Il n’y a pas que les « gilets jaunes » qui ont envie de s’exprimer. Ce vendredi soir, le premier rendez-vous du « grand débat » organisé dans l’agglomération a réuni plus de 400 personnes à l’Athénée municipal. Malgré le cadrage très strict des discussions et l’absence de chasubles fluo, les prises de paroles ont été riches. Avec une demande forte : plus de services publics, plus clairs et plus accessibles.
« Si on est là ce soir c’est parce que le peuple se pose des questions, que le peuple a envie d’être acteur. Ce n’est pas grâce au gouvernement. »
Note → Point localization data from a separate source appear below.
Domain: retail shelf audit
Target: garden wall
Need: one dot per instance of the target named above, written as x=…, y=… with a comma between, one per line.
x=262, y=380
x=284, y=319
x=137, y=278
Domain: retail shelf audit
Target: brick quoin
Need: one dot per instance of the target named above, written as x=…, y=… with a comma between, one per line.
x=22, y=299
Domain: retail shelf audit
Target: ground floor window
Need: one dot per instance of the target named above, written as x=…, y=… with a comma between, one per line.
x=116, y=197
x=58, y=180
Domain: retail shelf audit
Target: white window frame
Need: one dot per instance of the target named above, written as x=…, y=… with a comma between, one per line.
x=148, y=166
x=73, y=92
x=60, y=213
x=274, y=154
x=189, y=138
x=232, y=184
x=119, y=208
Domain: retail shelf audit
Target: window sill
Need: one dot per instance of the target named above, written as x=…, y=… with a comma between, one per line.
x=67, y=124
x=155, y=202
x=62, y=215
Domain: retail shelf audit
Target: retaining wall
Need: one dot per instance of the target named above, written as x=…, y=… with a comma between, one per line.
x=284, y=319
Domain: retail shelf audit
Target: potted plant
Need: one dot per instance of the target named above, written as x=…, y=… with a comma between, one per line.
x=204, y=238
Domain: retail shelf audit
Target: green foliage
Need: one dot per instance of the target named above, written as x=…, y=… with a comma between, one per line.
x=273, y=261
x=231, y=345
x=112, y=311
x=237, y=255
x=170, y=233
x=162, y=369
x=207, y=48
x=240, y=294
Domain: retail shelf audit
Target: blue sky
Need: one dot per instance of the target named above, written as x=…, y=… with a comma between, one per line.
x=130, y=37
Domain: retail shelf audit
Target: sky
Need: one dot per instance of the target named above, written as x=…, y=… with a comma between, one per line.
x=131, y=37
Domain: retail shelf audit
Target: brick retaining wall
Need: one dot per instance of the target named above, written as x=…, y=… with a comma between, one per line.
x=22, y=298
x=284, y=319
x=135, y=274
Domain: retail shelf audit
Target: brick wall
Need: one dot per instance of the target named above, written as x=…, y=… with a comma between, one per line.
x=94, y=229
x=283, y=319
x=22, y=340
Le « peuple » présent ce vendredi soir à l’Athénée municipal de Bordeaux a pourtant peu de ressemblances avec le « peuple » des ronds-points occupés et des manifestations du samedi après-midi. La faute au lieu et à l’heure (un vendredi soir en centre ville) ? Aux barrages de CRS contrôlant tout le monde à l’entrée des rues alentours ? Ou à l’essence même de cet évènement, décidé par Emmanuel Macron et dont beaucoup de Gilets jaunes se méfient ?
Assiettes
En tous les cas, aucun des participants à ce « débat » ne porte de gilet fluo, et beaucoup des cheveux blancs. Au micro, quelques uns se revendiquent bien de ce mouvement, tentant de faire entendre leur voix.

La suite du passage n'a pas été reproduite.